A new image-based strategy to identify and measure placebo effects in randomized clinical trials for brain disorders has been identified by scientists. The findings are published in the August issue of The Journal of Clinical Investigation.
Parkinson's disease is the second most common neurodegenerative disease in the US. Those who suffer from Parkinson's disease most often experience tremors, slowness of movement (bradykinesia), rigidity, and impaired balance and coordination. Patients may have difficulty walking, talking or completing simple daily tasks. They may also experience depression and difficulty sleeping due to the disease. The current standard for diagnosis of Parkinson's disease relies on a skilled healthcare professional, usually an experienced neurologist, to determine through clinical examination that someone has it. There currently is no cure for Parkinson's disease, but medications can improve symptoms.
A team of researchers at the Feinstein Institute's Center for Neurosciences, led by David Eidelberg, MD, has developed a method to identify brain patterns that are abnormal or indicate disease using imaging techniques. To date, this approach has been used successfully to identify specific networks in the brain that indicate a patient has or is at risk for Parkinson's disease and other neurodegenerative disorders.

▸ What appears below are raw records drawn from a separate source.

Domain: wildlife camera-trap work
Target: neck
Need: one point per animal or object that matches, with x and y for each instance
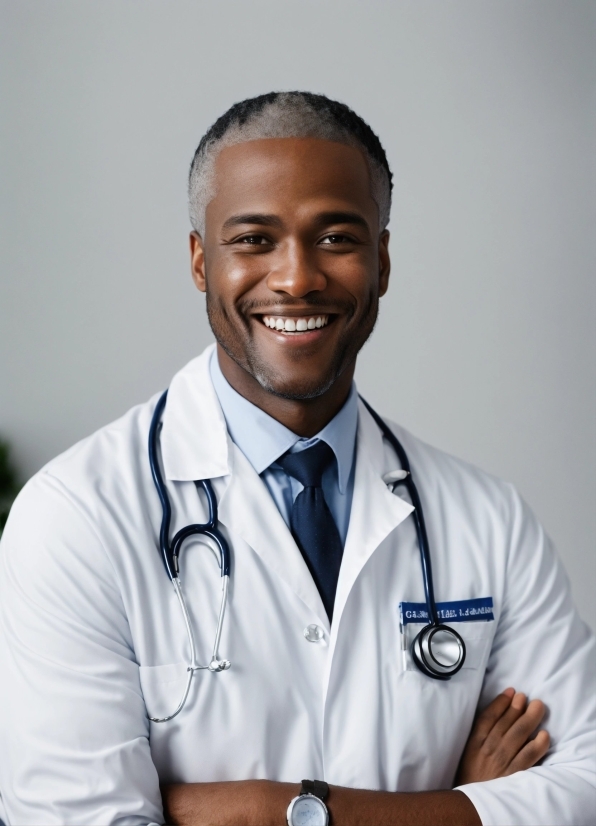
(304, 417)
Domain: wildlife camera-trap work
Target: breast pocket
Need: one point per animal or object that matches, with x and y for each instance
(163, 687)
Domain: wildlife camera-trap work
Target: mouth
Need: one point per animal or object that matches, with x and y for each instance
(294, 326)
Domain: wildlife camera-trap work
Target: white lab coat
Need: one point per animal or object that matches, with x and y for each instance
(93, 638)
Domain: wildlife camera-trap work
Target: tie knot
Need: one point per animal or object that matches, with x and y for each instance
(308, 466)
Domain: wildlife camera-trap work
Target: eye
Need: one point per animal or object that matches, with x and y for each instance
(335, 238)
(253, 240)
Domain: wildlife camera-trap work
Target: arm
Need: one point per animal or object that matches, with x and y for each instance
(264, 803)
(73, 724)
(498, 745)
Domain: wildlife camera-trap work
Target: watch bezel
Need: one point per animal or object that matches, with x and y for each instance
(294, 801)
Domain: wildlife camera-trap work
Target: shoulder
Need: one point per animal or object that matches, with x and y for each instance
(451, 482)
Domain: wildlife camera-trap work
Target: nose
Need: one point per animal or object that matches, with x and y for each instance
(295, 272)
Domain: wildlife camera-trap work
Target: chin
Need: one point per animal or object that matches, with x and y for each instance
(294, 389)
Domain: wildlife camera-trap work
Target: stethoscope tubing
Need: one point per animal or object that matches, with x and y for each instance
(418, 513)
(422, 651)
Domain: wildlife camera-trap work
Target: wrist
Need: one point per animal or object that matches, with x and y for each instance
(309, 807)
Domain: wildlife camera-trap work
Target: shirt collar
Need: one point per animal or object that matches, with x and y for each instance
(263, 439)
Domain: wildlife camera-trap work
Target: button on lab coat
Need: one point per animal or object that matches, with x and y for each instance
(93, 639)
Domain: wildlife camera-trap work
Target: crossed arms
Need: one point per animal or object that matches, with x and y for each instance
(500, 744)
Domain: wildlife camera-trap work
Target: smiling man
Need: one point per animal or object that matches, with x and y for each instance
(351, 690)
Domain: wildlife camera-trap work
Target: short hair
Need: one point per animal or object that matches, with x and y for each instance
(286, 115)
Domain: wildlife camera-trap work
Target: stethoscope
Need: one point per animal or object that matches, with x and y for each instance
(437, 650)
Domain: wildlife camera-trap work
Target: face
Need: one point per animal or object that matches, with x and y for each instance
(292, 261)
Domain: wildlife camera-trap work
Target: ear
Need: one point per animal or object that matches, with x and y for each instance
(197, 261)
(384, 262)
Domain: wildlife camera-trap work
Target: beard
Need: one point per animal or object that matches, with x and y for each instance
(233, 334)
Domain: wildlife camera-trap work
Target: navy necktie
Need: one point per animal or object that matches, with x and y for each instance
(312, 524)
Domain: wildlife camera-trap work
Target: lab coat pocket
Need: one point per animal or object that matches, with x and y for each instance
(163, 687)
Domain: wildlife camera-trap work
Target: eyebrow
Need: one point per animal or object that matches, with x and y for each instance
(323, 219)
(326, 218)
(252, 218)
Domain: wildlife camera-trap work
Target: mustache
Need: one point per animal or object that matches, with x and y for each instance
(314, 302)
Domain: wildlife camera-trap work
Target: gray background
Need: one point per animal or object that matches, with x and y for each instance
(485, 343)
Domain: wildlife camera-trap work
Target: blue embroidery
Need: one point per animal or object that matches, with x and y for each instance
(464, 610)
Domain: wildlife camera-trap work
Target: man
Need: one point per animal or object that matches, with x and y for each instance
(289, 200)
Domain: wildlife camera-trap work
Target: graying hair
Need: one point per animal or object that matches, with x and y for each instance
(288, 115)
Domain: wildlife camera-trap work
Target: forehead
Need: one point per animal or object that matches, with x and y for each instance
(286, 174)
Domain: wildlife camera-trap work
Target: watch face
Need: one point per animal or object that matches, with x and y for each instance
(308, 810)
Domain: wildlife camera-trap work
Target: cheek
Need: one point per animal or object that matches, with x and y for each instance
(231, 279)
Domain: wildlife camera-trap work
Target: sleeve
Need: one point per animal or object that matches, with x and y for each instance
(542, 648)
(73, 724)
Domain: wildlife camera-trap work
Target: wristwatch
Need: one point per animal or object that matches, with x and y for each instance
(308, 809)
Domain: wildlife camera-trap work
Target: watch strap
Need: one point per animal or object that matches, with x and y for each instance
(318, 788)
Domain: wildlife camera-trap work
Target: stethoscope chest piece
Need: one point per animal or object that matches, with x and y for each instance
(439, 651)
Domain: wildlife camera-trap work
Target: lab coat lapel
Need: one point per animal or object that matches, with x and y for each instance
(248, 510)
(376, 512)
(195, 445)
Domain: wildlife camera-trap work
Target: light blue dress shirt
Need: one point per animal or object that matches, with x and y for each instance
(263, 440)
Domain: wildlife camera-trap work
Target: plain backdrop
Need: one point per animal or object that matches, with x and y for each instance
(485, 343)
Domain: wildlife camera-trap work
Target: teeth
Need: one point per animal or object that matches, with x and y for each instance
(293, 325)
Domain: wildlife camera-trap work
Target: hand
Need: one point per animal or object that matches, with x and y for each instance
(499, 743)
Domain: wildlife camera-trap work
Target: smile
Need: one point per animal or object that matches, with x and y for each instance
(295, 325)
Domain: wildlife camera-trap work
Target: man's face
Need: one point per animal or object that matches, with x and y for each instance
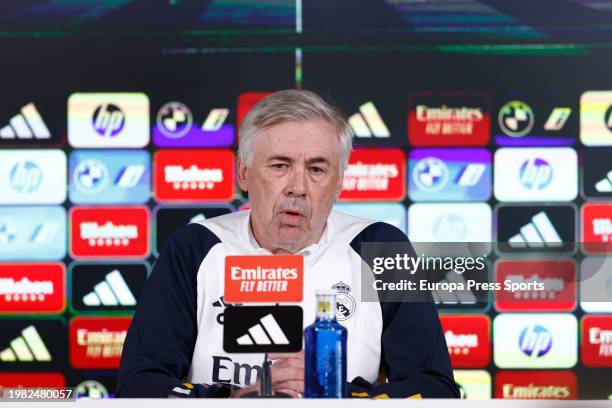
(292, 182)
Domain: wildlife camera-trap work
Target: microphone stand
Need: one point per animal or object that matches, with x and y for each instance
(266, 383)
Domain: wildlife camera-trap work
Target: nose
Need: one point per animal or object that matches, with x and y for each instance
(296, 185)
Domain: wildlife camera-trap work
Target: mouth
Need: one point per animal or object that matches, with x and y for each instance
(292, 216)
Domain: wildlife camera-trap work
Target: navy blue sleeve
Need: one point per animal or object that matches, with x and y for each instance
(414, 356)
(159, 346)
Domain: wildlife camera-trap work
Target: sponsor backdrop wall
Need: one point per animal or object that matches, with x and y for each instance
(118, 124)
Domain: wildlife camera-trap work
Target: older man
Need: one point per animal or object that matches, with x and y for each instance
(293, 150)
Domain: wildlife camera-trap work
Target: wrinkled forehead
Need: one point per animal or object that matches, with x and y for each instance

"One of the major challenges in developing new treatments for neurodegenerative disorders such as Parkinson's disease is that it is common for patients participating in clinical trials to experience a placebo or sham effect," noted Dr. Eidelberg. "When patients involved in a clinical trial commonly experience benefits from placebo, it's difficult for researchers to identify if the treatment being studied is effective. In a new study conducted by my colleagues and myself, we have used a new image-based strategy to identify and measure placebo effects in brain disorder clinical trials."
In the current study, the researchers used their network mapping technique to identify specific brain circuits underlying the response to sham surgery in Parkinson's disease patients participating in a gene therapy trial. The expression of this network measured under blinded conditions correlated with the sham subjects' clinical outcome; the network changes were reversed when the subjects learned of their sham treatment status. Finally, an individual subject's network expression value measured before the treatment predicted his/her subsequent blinded response to sham treatment. This suggests that this novel image-based measure of the sham-related network can help to reduce the number of subjects assigned to sham treatment in randomized clinical trials for brain disorders by excluding those subjects who are more likely to display placebo effects under blinded conditions.